Water fogs are recognized as an effective means to mitigate the effects of large-scale hydrogen combustion that might accompany some loss-of-coolant nuclear reactor accidents. Fogs of sufficiently high density to produce large beneficial effects may, however, be difficult to generate and maintain. An alternate method of suspending the desired mass of water is via high expansion-ratio aqueous foams. Because, in practice, the foam would be generated using the combustible gaseous contents of the containment vessel, combustion occurs inside the foam cells. Although foams generated with inert gas have been well studied for use in fire fighting, little is known about combustion in foams generated with flammable mixtures.
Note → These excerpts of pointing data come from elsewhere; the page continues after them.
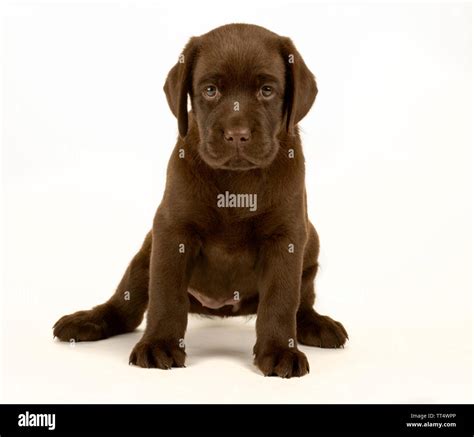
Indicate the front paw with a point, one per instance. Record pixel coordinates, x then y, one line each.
158 354
282 362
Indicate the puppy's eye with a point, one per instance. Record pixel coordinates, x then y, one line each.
210 92
266 91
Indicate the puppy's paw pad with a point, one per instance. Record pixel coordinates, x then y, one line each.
80 326
321 331
161 355
285 363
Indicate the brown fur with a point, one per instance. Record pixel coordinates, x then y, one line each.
255 150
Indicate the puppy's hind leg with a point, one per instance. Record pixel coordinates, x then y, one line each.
123 312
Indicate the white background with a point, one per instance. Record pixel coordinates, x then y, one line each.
86 138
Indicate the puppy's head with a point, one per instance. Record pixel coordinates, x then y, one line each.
246 84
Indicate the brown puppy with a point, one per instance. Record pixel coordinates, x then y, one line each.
231 235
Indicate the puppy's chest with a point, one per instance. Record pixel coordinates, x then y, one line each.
223 253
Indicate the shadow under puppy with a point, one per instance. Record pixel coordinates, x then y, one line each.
231 236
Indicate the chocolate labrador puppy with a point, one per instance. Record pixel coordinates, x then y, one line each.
231 236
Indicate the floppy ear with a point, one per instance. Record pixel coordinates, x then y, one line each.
179 84
301 86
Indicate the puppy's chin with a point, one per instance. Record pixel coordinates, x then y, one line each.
237 161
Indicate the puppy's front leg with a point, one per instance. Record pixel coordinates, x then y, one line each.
173 252
276 352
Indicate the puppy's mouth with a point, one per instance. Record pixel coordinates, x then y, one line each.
237 161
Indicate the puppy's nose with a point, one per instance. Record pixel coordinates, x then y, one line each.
237 135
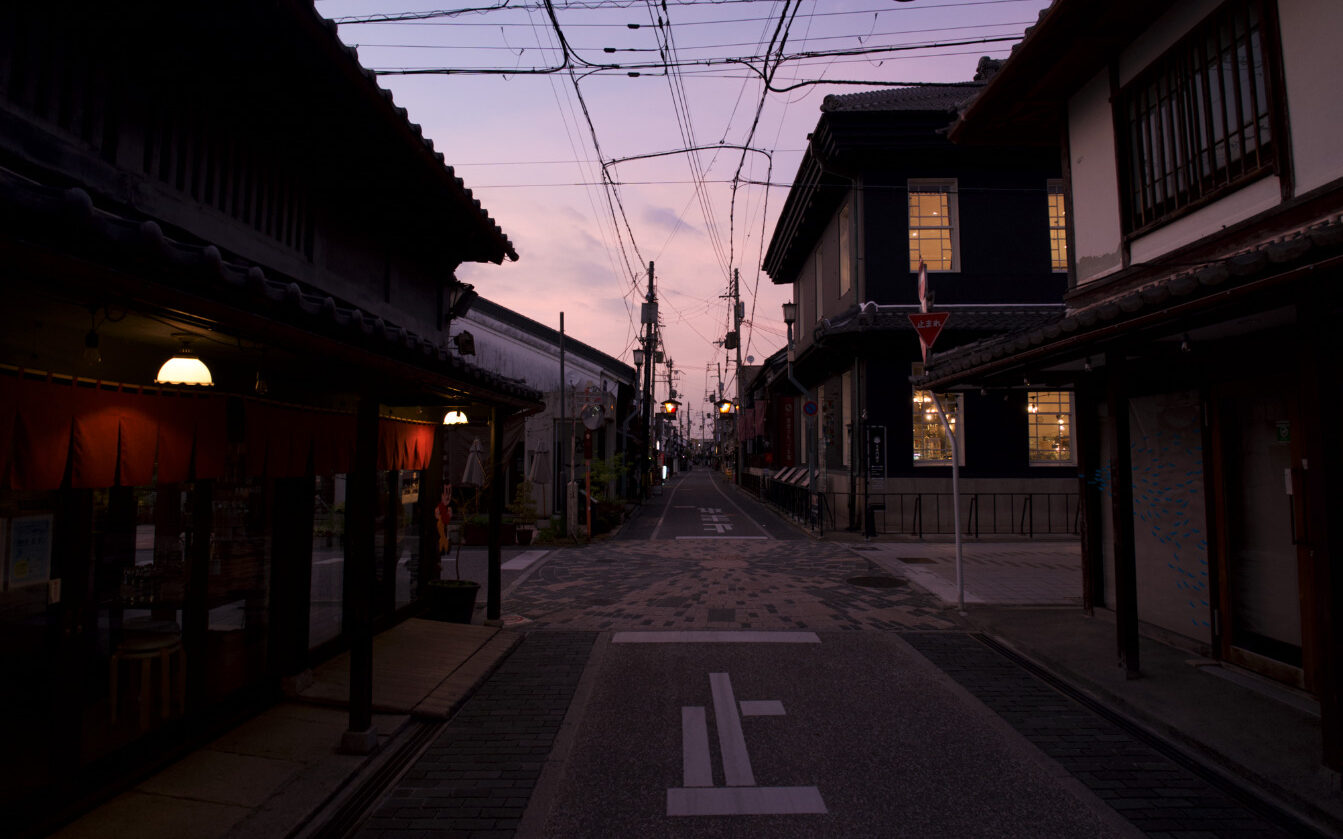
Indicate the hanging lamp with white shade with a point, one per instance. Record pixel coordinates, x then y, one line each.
184 368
To help assess the usefulness of aqueous foams in a mitigation plan, several open-tube tests and more than 100 closed-vessel tests of hydrogen/air combustion, with and without foam were conducted. At low and intermediate hydrogen concentrations, the foam has little effect on the ultimate isochoric pressure rise. Above 15% hydrogen concentration, the foam causes a significant reduction in the pressure rise. The maximum effect occurs at ∼28% hydrogen (the stoichiometric limit is 29.6% hydrogen) where the peak overpressure is reduced by 2½. Despite this overall pressure reduction, the flame speed is increased by up to an order of magnitude for combustion in the foam, and strong pressure fluctuations are observed near a hydrogen concentration of 23%.